I had to laugh when I read this from Senator Kent Conrad carping about Rep. Paul Ryan’s supposedly “radical” policy proposals.

Senate Budget Committee Chairman Kent Conrad (D-N.D.) likes his House counterpart, Rep. Paul Ryan (R-Wis.) — just not his policies.

Conrad told CNBC on Monday that he personally likes Mitt Romney’s vice presidential pick and that he is a “serious person,” before describing his fiscal preferences as “pretty radical.”

“The policies that he would put in place, I think, would be a very serious problem for this country,” he said. “He supported all the policies that brought us to the brink of economic collapse.”.
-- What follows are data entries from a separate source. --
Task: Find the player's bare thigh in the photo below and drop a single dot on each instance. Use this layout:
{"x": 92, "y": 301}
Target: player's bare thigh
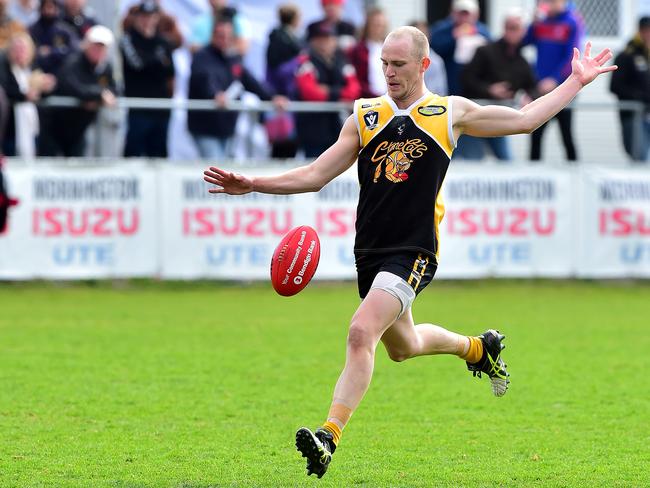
{"x": 400, "y": 339}
{"x": 376, "y": 313}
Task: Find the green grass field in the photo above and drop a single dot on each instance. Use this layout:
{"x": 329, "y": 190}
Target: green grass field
{"x": 196, "y": 385}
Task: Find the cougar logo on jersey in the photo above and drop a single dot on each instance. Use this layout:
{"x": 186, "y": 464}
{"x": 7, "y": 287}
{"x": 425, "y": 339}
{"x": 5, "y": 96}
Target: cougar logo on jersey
{"x": 371, "y": 119}
{"x": 396, "y": 166}
{"x": 398, "y": 157}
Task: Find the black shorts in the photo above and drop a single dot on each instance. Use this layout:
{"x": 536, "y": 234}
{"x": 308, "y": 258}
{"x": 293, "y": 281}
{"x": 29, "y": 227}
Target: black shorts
{"x": 417, "y": 269}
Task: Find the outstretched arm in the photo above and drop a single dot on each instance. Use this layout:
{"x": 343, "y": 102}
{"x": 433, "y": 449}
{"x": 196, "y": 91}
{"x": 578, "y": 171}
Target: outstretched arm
{"x": 491, "y": 120}
{"x": 312, "y": 177}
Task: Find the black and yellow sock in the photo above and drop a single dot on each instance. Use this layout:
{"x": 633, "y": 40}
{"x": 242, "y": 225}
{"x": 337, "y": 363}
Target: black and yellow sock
{"x": 474, "y": 352}
{"x": 338, "y": 416}
{"x": 335, "y": 430}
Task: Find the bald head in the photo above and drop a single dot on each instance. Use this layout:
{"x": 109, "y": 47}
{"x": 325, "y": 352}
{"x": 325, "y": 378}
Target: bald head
{"x": 419, "y": 42}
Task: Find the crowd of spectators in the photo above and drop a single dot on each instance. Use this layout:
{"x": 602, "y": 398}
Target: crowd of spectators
{"x": 58, "y": 47}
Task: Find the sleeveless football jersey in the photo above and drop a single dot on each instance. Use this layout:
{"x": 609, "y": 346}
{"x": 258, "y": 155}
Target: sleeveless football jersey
{"x": 402, "y": 163}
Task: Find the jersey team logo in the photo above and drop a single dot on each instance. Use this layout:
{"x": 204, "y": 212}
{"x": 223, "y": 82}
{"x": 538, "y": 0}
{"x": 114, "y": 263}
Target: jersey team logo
{"x": 396, "y": 166}
{"x": 430, "y": 110}
{"x": 371, "y": 119}
{"x": 396, "y": 158}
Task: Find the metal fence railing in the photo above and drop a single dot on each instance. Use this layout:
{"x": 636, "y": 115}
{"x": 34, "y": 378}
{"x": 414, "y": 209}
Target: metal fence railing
{"x": 596, "y": 126}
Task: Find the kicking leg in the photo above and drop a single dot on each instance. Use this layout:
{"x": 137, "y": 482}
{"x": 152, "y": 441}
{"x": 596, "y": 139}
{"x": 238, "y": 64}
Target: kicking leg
{"x": 404, "y": 340}
{"x": 375, "y": 314}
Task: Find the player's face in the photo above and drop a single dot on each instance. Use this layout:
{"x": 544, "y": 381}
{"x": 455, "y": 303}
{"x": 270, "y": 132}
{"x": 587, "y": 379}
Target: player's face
{"x": 401, "y": 67}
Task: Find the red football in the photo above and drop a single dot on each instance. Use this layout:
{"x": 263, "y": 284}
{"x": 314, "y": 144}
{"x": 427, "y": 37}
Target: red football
{"x": 295, "y": 260}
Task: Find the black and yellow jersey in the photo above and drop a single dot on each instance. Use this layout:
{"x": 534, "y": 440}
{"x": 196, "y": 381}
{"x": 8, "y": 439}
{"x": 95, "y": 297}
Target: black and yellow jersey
{"x": 402, "y": 163}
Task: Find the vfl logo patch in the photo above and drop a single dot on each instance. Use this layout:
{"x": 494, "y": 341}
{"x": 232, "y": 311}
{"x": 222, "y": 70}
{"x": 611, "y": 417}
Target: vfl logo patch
{"x": 430, "y": 110}
{"x": 371, "y": 119}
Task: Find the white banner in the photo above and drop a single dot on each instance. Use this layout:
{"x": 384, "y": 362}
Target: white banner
{"x": 504, "y": 221}
{"x": 615, "y": 223}
{"x": 74, "y": 223}
{"x": 129, "y": 219}
{"x": 233, "y": 237}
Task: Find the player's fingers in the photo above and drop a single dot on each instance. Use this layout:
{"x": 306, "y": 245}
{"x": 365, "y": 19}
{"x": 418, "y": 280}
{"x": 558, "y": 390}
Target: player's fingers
{"x": 604, "y": 55}
{"x": 211, "y": 174}
{"x": 214, "y": 181}
{"x": 219, "y": 171}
That from the Senate Budget Committee Chairman who hasn’t passed a budget out of committee since 2009 because his party’s spending agenda is too dare I say radical to be politically convenient.

Conrad’s comments do illustrate where we’re at in terms of the national debate right now. Does the public have an appetite yet for real entitlement and spending reforms? Are we ready to admit that we, as a nation, have a problem with spending? Or are we going to let the tired old “deficit hawks” like Kent Conrad, who have been in office for decades talking about the same problem and doing nothing, scare us away from solutions?

In 1986, when Senator Kent Conrad was serving his first term in the Senate, the national debt was $3.052 trillion in today’s dollars and represented about 46% of the nation’s gross domestic product. As of the writing of this post the national debt is at $15.96 trillion, representing more than 104% of the nation’s GDP.

That’s a roughly 423% increase in the national debt during Kent Conrad’s Senate career.

Now that’s radical, though obviously Senator Conrad didn’t do it by himself.